A Rua da Estrada é também "um sismógrafo de alta fidelidade" (este é o segundo conceito), por via do modo como, na extensão do seu espaço praticamente ilimitado, está sempre disponível para acolher uma nova edificação, um apêndice, que no fundo serão signos que reflectem as evoluções sociais, económicas e tecnológicas.

Início no Vale do Ave

Álvaro Domingues começou a viajar pela Rua da Estrada com olhos mais analíticos quando, na sua qualidade de geógrafo interessado pelas questões do urbanismo, participou numa operação integrada de desenvolvimento para o Vale do Ave. Associado ao estudo das questões do ordenamento do território, passou a olhar o conjunto de uma região, e não apenas a escala do espaço urbano tradicional. Descobriu, então, que essa rede de vias suburbanas, que cada vez mais seccionam a continuidade do território rural, mereciam um olhar mais atento. E passou a fotografar por onde passava e parava.

O convite para participar, no ano passado, nas iniciativas Quintas de Leitura e PechaKucha, no Porto, levou-o a encontrar uma linha de leitura performativa dessa realidade que vinha registando. O sucesso inesperado da sua proposta de análise levou-o a avançar para a edição em livro, em simultâneo com o desenvolvimento e integração do tema no seu trabalho universitário.

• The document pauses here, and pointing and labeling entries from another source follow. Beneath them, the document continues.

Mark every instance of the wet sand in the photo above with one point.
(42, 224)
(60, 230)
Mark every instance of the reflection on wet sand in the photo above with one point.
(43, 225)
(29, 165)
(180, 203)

A seguir, Domingues vai avançar para A Rua do Caminho, a aplicação da mesma metodologia de análise ao mundo rural, que considera estar em vias de desaparecer - "mais uma geração e acaba", diz, notando como o tradicional mundo agrícola foi engolido pela economia. Em locais com agriculturas mais performativas, como o vinho do Porto e do Douro ou as estufas da Póvoa, já não estamos a falar com rurais mas com empresários, que ocuparam esse território. E isso vê-se da rua - seja da estrada, ou do caminho.